Pilates was originally developed by Joseph Pilates in the early 20th century. The system concentrates on strengthening the core abdominal muscles and is based on a combination of aerobics and yoga. In recent years, pilates has experienced a significant rise in popularity due to its effectiveness. Many people prefer it to more traditional forms of weight training because pilates builds long, lean muscles as opposed to thick, bulky ones. Most pilates hip exercises are designed to tone the abs, support the spine and improve posture.
  1. Hip Rolls

    • This is a relatively simple exercise that works the waist as well as the hips. It reduces fat in the dreaded "love handles" area and tightens the obliques. It also increases general flexibility in your lower back.

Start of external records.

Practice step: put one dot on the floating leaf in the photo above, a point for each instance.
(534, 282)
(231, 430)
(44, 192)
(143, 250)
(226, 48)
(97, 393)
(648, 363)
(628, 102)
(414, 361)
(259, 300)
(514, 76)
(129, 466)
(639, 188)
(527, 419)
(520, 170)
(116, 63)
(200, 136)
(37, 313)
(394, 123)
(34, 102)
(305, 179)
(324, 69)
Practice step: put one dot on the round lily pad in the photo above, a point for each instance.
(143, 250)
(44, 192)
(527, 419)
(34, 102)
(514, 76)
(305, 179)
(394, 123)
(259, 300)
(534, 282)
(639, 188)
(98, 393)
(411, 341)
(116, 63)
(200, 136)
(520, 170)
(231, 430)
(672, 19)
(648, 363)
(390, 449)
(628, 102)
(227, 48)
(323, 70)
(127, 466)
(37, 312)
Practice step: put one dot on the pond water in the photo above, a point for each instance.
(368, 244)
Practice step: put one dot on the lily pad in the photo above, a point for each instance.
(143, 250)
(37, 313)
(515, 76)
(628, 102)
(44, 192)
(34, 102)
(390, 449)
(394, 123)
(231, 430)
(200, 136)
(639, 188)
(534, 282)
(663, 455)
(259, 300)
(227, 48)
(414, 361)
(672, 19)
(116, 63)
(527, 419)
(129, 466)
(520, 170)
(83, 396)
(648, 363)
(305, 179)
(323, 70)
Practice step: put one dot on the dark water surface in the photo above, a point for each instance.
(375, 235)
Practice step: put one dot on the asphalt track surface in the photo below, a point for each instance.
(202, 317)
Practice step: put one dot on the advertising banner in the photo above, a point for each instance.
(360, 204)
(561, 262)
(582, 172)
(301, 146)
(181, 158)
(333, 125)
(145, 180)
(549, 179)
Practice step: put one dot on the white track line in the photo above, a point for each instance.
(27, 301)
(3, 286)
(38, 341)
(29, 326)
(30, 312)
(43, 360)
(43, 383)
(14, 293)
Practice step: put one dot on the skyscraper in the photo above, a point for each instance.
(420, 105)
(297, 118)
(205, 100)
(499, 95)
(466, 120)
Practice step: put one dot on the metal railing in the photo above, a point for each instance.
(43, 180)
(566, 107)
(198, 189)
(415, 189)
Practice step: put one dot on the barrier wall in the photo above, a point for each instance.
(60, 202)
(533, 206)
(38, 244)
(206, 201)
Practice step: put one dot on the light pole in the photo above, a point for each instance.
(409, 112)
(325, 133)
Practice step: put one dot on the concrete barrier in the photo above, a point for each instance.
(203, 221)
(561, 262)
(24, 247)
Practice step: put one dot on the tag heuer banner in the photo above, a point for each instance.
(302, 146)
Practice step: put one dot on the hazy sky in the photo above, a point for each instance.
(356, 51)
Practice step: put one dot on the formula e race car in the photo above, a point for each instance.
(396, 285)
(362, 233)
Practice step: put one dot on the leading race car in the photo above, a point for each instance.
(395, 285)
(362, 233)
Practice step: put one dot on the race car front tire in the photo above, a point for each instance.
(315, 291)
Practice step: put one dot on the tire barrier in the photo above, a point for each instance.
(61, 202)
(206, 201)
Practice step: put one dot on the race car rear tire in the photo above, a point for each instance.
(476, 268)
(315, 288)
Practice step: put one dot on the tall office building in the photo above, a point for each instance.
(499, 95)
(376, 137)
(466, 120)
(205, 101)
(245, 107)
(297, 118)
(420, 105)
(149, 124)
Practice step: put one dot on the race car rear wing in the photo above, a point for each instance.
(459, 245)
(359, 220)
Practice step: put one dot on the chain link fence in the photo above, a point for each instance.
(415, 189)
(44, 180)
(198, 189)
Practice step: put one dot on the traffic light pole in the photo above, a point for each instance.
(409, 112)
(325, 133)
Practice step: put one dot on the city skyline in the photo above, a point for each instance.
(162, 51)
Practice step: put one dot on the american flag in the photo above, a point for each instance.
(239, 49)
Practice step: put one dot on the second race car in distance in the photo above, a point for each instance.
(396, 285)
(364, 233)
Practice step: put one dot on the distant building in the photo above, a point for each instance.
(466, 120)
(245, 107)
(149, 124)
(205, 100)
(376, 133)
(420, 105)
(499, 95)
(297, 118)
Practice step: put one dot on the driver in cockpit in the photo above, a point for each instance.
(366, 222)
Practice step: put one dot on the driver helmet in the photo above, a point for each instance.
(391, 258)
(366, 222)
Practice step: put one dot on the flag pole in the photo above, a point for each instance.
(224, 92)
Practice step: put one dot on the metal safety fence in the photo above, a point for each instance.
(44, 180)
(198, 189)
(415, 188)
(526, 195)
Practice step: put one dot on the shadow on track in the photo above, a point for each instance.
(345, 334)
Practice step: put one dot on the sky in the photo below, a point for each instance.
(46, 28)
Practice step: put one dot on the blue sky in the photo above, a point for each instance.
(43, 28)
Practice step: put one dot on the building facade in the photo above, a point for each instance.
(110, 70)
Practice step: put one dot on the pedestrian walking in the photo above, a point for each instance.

      Lie on your back on a yoga or pilates mat and bend your knees so your feet are flat on the floor, keeping them about a foot apart. Place your arms straight down along your torso. Contracting your abdominal muscles and glutes, take a deep breath and slowly raise your bottom until your knees are in a straight, diagonal line with your shoulders. Exhale as you raise your pelvis and inhale while holding this position for a count of five. Exhale and slowly lower your buttocks back down to the starting position. Do 15 to 20 reps.

    Hip Circles

    • Hip circles simultaneously slim the hips and tighten the abs while working out the calf and thigh muscles. This exercise is slightly more demanding than hip rolls. Do not attempt if you have a weak back. The difficulty mainly lies in holding the body in a strong V-shape throughout the exercise.

      Sit down on the mat with your shoulders back, arms bent and forearms flat on the mat for leverage (you will be leaning back slightly). Squeeze your abdominal muscles tight and raise your legs straight up into the air at a 45 degree angle. Keep your legs close and relax your knees but do not bend them. Your feet should touch at the heel with the toes pointed outward. Inhale and circle your legs around and exhale as you bring them back to the starting position. Repeat in the opposite direction and remember to keep your abs tight and your back straight the entire time. Do 10 to 15 reps of this exercise.